Before you replace the spark plugs, here’s what you should be checking for…
- Whether the spark plugs are fouled
- Whether the spark plugs become corroded
- Whether the spark plug’s electrode has become damaged and lost its shape
- Whether the gap of the spark plug is too small
Let’s quickly look at a step-by-step process to check the spark plugs on your lawn mower.
Step 1: Remove the Spark Plug’s Wire
You will find the spark plug wire on the back side of your mower. You can simply grip and pull the spark plug’s wire using your hand.
Step 2: Remove the Spark Plug
Here, you need to use a spark plug removal wrench. You should then place one side of the wrench into the back of the spark plug thread.
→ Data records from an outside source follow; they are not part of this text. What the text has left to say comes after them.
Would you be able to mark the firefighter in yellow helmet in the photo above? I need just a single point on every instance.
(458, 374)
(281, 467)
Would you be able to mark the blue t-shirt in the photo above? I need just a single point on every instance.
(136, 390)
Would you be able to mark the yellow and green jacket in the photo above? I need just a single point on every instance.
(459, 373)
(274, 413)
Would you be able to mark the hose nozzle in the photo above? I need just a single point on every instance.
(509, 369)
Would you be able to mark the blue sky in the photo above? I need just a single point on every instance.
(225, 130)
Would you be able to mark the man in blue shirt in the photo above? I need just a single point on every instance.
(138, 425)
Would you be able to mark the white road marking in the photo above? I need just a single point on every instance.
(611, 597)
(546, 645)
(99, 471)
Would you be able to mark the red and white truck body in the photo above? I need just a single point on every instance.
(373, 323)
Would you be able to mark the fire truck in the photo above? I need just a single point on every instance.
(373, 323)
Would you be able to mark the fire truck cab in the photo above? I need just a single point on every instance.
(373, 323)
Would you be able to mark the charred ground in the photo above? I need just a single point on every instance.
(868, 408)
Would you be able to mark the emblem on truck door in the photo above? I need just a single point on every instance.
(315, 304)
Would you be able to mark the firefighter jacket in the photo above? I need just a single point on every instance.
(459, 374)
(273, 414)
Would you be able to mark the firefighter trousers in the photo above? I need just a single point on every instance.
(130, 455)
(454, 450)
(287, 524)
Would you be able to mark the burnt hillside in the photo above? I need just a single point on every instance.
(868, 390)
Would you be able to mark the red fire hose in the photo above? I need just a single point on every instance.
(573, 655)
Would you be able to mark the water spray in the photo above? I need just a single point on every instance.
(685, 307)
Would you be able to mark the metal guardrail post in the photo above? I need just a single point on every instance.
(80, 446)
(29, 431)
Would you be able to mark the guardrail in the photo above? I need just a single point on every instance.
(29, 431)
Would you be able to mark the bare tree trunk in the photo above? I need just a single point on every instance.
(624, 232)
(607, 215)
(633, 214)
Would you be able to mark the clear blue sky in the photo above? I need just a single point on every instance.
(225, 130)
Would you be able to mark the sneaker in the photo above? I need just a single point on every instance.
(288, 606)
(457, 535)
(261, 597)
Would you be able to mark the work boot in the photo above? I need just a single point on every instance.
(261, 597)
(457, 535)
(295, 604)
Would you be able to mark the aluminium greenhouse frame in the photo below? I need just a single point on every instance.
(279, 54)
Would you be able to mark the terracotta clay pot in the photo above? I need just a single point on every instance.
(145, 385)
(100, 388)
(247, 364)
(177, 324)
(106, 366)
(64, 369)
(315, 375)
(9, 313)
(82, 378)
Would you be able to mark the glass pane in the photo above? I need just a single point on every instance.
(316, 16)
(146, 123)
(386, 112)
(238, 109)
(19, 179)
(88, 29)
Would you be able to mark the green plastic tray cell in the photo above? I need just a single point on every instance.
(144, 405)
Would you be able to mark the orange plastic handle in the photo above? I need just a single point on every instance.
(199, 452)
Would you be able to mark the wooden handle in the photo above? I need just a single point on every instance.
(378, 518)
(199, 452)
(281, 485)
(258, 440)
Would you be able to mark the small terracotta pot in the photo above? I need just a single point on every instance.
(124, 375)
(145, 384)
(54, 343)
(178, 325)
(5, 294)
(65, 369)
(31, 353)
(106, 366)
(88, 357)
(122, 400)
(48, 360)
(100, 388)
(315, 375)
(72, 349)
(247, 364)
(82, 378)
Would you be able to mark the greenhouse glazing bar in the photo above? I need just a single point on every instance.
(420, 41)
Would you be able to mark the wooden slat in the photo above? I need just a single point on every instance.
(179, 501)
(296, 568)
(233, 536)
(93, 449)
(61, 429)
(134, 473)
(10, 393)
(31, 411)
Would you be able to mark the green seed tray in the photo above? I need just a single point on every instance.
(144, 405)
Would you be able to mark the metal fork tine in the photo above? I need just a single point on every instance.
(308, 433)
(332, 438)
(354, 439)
Now, install the turning tool and loosen the spark plug. It will take a few turns of the wrench as the spark plug thread is fairly long.
Step 3: Check the Spark Plug
You’ll need inspect and check the spark plug and see whether you find any sign of the defects mentioned above.
To check the spark plug’s gap, make sure you use a spark plug gapping tool.
Watch this video to learn about how the spark plug gapper works:
Step 4: Replace the Spark Plug
If you find something wrong with the spark plug, you need to replace it. Install a new spark plug, and you’re good to go.
Why Do Spark Plugs Go Bad?
One of the main reasons why spark plugs go bad is because of overheating damage. If the spark plugs overheat, the electrode of the spark plugs gets worn faster.
In addition, spark plugs can foul due to fuel leaks or carbon build-up in the engine. This can cause the spark plugs to become corroded and go bad.
Can Spark Plugs Go Bad All of a Sudden?
It takes time for the spark plug to become corroded, fouled, or damaged.
If you put a new spark plug on your lawn mower and it goes bad very quickly, chances are there are other things that cause engine-related issues, not the spark plug.
Yes, the spark plugs need to be replaced over time and while I have seen mower’s that fail to start because of a fouled spark plug, it generally takes a long time for the plug to accumulate enough oil and dirt for this to happen. There are many things that can go wrong on a gas powered lawn mower, and a spark plug is just one of them.
In most cases, cleaning the debris outside the spark plugs can allow you to extend the lifetime. It’s pretty quick to grab some sandpaper and wipe off any dirt and oil. Nevertheless, spark plugs are cheap and easy to replace so you’re doing any general maintenance work on your mower, it’s probably worth going ahead and and replacing the plugs while you’re at it. – Its just good practice.